By Chloe Mari A. Hufana, A reporter

The Supreme Court’s temporary ORDER (TRO) regarding the transfer of P29.9 billion from the Philippine Health Insurance Corp. (PhilHealth) are taken to the Bureau of the Treasury and could affect government programs that depend on unplanned funds, said an economist.

“This may also affect infrastructure as some funds may be diverted from planned projects to unplanned but pressing projects,” Leonardo A. Lanzona, Jr., professor of economics at Ateneo de Manila, said. BusinessWorld via message chat.

He added that the TRO could affect the transfer of government-owned and -controlled corporations (GOCC) to the Treasury.

Mr. Lanzona compared the transfer of the PhilHealth fund to former President Benigno SC Aquino III’s Development Acceleration Program, which the high court ruled against.

“All this time there was already a precedent that should have prevented such a transfer,” he said.

In July, the Department of Finance said that the money sent by PhilHealth and other GOCCs to the Treasury helped the Department of Budget and the release of R27.5 billion to pay claims by former beneficiaries of the COVID pandemic grants.

Provision of the General Appropriations Act of 2024 authorized the DoF to issue Circular No. 003-2024, authorizing PhilHealth and the Philippine Deposit Insurance Corp. that it transferred P89.9 billion and P110 billion, respectively.

These were intended to support unplanned funds worth P203.1 billion in health, infrastructure and social services.

Supreme Court Spokesperson Camille Sue Mae L. Ting on Tuesday said the TRO on the final phase of the transfer of the PhilHealth fund, worth P29.9 billion and due next month, will take effect immediately.

The Court consolidated the petitions filed by the 1SAMBAYAN Coalition, a group led by Senator Aquilino Martin D. Pimentel III, and another group led by Bayan Muna Chairman Neri J. Colmenares.

The three petitions were filed to stop the transfer of P89.9 billion from PhilHealth to the Treasury.

The TRO was issued after P60 billion of PhilHealth funds were transferred to the Treasury in three installments since May.

Ms.
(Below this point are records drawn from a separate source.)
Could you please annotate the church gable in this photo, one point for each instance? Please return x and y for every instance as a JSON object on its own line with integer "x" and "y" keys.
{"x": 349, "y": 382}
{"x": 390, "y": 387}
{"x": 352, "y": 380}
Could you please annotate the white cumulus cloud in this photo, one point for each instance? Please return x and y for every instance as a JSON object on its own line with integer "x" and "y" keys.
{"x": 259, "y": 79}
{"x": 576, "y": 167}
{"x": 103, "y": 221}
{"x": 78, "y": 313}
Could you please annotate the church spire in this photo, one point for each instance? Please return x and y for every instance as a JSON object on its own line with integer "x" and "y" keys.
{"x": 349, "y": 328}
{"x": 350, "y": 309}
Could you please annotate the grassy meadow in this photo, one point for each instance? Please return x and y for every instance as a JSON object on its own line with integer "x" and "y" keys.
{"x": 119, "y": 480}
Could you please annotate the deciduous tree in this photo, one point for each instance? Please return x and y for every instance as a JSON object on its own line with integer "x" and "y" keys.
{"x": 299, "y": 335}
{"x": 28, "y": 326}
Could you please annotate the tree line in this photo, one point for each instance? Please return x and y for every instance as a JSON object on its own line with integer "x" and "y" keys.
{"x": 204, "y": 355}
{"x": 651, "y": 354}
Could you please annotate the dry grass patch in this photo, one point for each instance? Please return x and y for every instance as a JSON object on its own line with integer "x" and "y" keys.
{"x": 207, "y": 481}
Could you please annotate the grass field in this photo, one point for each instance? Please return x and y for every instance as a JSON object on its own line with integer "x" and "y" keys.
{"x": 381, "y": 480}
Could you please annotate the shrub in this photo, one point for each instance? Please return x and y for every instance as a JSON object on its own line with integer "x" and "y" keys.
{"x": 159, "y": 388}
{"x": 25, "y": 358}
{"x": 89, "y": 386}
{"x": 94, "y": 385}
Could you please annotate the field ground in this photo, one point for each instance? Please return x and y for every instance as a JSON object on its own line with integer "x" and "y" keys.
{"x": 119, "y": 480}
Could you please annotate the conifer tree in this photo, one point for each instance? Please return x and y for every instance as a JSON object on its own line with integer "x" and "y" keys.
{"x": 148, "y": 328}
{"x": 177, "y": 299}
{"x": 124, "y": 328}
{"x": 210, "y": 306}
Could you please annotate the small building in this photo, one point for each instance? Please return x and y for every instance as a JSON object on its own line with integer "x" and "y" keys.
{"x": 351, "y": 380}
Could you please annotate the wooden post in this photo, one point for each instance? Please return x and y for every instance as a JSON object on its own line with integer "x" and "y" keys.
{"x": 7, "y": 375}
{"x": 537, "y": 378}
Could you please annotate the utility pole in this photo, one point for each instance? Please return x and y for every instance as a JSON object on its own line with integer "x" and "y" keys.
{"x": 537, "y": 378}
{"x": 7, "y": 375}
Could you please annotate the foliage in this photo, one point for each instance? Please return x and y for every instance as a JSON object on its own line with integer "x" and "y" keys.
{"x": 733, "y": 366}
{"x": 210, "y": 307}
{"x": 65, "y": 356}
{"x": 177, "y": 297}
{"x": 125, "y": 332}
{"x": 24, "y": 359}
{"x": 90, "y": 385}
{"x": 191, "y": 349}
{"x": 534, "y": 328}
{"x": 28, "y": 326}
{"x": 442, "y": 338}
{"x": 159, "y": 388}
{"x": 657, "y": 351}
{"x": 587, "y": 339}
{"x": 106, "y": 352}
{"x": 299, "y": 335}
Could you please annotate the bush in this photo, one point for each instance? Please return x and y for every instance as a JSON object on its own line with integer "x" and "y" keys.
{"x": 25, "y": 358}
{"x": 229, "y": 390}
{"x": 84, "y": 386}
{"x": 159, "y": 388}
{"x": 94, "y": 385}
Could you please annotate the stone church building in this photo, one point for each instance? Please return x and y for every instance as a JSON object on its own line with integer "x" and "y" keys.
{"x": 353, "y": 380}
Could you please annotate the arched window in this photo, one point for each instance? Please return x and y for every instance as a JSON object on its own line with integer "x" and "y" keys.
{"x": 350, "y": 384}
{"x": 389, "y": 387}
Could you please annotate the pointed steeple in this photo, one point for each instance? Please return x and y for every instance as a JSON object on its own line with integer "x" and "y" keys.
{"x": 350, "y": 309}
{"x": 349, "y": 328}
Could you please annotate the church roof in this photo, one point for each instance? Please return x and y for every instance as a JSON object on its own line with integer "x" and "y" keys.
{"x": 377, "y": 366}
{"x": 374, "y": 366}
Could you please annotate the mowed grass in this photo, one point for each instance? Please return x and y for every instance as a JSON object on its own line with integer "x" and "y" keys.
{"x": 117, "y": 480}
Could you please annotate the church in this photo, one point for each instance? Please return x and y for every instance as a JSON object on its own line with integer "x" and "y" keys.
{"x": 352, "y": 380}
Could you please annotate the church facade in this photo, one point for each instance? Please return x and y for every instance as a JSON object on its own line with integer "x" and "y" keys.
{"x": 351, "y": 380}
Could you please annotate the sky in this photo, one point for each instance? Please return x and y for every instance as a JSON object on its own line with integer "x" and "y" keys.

Ting said the court may still consider the request for a status quo order, which would allow the return of P60 billion to PhilHealth.

Former Party List Minister Renato B. Magtubo said the TRO has “no real impact” on the projects because they will be funded through unplanned allocations.

These projects “will only be realized if there are additional funds collected by the National Government,” he said BusinessWorld via Viber.

Such funding for the project depends on the availability of funds even if they have been allocated,” he said.